Good news. PFsense out of the box with OS base is in Firewall mode. Baby steps. The GUI is intuitive. Watch the instructional videos. You cannot break PFSense.

There are many add ons and built in features. Personally here addons run are Snort, pfBlockerNG, Backup and OpenVPN client export. Run OpenVPN and IPSec VPN servers.

Connected box to an APC UPS (with APC add on), GPS/PPS for NTP server built in the PFSense, failover T-Mobile LTE modem over the years.

As mentioned above DSLReports has some great testing tools. Create a user id there for extended testing with their tools.

 

[user8963]

Run OpenVPN and IPSec VPN servers.

wireguard is available again as a package since a few months in 2.5.2.. i wouldnt waste time on openvpn. ipsec can have some benefits if you really need them, but openvpn is totally dead. it only runs single threaded and the cheaper boxes have only slow cpus. this is why most asus routers can only reach around 20mbit as max .. also some other disadvantages like always have to be connected to vpn with device or open the connection if you need it.

 

[pete_c]

Thank-you @user8963

Current running:

2.5.2-RELEASE (amd64)
built on Fri Jul 02 15:33:00 EDT 2021
FreeBSD 12.2-STABLE

Did configure Wireguard that was included (not a plugin) with PFSense 2.5.1 a while ago.

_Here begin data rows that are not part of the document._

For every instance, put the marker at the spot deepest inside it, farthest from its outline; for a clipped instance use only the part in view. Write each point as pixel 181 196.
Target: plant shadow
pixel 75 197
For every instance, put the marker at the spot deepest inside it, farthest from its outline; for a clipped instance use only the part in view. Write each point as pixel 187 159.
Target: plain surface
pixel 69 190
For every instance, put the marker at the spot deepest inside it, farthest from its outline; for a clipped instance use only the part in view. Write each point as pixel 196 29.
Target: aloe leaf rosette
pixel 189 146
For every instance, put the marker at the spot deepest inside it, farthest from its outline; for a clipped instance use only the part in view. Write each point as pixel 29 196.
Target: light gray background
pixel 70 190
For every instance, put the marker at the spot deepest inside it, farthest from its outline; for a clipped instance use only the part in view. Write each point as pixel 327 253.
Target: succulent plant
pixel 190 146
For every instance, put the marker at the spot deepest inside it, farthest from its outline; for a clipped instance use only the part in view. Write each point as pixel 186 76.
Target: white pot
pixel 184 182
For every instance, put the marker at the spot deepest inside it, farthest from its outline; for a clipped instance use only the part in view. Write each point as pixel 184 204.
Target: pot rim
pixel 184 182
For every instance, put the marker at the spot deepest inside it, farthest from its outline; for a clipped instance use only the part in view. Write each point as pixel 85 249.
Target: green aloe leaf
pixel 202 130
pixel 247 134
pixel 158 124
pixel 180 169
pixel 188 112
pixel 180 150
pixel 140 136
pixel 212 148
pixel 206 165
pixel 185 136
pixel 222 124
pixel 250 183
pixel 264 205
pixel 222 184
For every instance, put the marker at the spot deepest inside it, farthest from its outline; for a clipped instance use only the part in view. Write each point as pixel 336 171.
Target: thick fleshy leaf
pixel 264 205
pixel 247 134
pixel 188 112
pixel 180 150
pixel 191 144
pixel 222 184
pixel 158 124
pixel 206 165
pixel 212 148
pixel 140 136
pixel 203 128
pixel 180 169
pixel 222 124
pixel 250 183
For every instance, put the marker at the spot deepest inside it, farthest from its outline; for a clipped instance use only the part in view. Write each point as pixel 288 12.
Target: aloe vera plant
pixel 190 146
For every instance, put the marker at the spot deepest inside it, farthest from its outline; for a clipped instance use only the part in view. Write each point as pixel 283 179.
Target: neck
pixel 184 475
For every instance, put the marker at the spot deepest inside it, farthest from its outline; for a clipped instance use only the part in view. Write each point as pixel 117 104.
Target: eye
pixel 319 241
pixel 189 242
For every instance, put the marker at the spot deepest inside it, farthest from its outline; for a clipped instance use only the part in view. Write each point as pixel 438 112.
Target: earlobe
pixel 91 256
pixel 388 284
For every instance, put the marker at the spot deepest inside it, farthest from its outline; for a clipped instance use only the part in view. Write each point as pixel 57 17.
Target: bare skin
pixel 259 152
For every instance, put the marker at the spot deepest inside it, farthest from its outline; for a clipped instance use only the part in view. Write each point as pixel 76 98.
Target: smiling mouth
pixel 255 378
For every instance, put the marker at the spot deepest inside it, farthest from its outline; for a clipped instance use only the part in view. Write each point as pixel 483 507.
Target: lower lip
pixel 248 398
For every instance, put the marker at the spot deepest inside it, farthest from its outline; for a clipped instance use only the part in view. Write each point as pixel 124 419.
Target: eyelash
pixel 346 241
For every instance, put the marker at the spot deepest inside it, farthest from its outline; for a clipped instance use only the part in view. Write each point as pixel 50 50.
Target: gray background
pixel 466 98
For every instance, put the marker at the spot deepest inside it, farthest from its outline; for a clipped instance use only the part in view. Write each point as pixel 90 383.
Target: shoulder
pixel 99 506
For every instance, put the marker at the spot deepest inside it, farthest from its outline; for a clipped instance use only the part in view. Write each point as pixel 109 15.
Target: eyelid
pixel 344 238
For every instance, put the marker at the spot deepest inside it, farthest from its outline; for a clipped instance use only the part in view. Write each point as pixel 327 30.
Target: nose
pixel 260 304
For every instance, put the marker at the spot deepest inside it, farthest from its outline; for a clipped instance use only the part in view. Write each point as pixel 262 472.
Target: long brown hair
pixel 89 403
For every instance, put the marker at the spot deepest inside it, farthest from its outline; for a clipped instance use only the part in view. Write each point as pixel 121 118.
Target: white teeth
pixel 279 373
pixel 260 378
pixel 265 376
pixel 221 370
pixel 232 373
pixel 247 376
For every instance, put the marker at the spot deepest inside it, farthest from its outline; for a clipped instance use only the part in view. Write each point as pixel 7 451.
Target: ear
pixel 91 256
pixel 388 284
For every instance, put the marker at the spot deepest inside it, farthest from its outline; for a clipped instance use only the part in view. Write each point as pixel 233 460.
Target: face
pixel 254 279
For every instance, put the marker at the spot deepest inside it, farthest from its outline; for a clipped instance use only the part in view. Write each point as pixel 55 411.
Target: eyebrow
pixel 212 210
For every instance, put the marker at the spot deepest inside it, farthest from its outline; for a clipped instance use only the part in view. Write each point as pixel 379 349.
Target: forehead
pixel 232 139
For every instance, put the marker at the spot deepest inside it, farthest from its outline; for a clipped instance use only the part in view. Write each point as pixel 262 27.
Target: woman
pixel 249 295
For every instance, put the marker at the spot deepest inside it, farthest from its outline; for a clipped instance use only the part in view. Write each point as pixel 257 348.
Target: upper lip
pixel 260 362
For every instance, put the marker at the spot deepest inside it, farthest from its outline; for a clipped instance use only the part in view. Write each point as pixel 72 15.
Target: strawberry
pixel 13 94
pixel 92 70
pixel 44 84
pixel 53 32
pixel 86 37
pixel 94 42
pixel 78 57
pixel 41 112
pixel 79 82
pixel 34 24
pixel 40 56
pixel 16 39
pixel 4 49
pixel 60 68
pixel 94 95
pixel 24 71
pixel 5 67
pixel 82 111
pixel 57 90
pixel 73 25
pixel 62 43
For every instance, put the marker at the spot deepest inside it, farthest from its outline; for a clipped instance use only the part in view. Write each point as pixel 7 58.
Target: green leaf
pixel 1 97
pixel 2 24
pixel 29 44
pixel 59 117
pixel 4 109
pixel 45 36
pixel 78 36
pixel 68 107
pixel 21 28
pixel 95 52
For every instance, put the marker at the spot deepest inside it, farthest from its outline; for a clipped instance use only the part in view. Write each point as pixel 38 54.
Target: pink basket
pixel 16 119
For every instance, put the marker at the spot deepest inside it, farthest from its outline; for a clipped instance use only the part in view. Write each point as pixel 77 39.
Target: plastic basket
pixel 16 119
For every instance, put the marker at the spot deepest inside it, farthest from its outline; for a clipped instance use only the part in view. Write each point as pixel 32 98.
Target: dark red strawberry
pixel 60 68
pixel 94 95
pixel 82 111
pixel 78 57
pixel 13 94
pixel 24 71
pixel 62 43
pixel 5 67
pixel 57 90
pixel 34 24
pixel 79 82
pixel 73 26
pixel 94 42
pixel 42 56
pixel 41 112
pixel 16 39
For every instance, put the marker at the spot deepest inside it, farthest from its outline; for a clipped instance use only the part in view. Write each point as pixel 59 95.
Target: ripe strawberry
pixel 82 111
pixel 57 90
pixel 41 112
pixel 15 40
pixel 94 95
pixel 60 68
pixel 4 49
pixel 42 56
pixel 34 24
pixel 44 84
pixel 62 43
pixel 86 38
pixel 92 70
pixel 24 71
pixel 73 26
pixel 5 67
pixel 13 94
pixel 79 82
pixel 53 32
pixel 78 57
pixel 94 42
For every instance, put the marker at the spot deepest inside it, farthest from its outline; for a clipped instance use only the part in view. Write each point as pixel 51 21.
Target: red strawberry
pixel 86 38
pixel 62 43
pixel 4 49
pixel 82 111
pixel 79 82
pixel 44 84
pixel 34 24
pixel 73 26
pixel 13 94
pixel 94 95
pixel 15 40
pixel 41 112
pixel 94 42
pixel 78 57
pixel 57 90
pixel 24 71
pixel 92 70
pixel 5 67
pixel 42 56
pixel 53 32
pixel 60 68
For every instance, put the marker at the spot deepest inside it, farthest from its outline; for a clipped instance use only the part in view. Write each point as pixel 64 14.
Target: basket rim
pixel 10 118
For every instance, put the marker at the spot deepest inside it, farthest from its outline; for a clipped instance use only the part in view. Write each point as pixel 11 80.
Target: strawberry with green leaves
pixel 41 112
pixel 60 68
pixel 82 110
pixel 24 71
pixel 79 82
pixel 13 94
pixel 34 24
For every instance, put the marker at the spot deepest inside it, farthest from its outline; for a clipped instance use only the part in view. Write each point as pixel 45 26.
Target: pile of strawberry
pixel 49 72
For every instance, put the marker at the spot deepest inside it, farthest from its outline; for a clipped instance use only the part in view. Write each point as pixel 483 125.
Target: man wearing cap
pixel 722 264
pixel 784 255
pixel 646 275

Then after I configured it Netgate posted that they were removing it. Next update I did not see it anymore.

Had mostly IPv6 issues when I updated to 2.5.X. I patched it up to get it working then PFsense fixed the issues. For failover here only use IPv4 gateways and I have been told on the forum not to bother configuring failover via IPV6.

I use the OpenVPN connection PFSense Firewall to surf on my tablets / phones these days. Initially and way back used IPSec and currently while configured do not use it much.

I am using Wireguard now with PIA and I am impressed. I see clients for Linux, Windows, iOS and Android these days.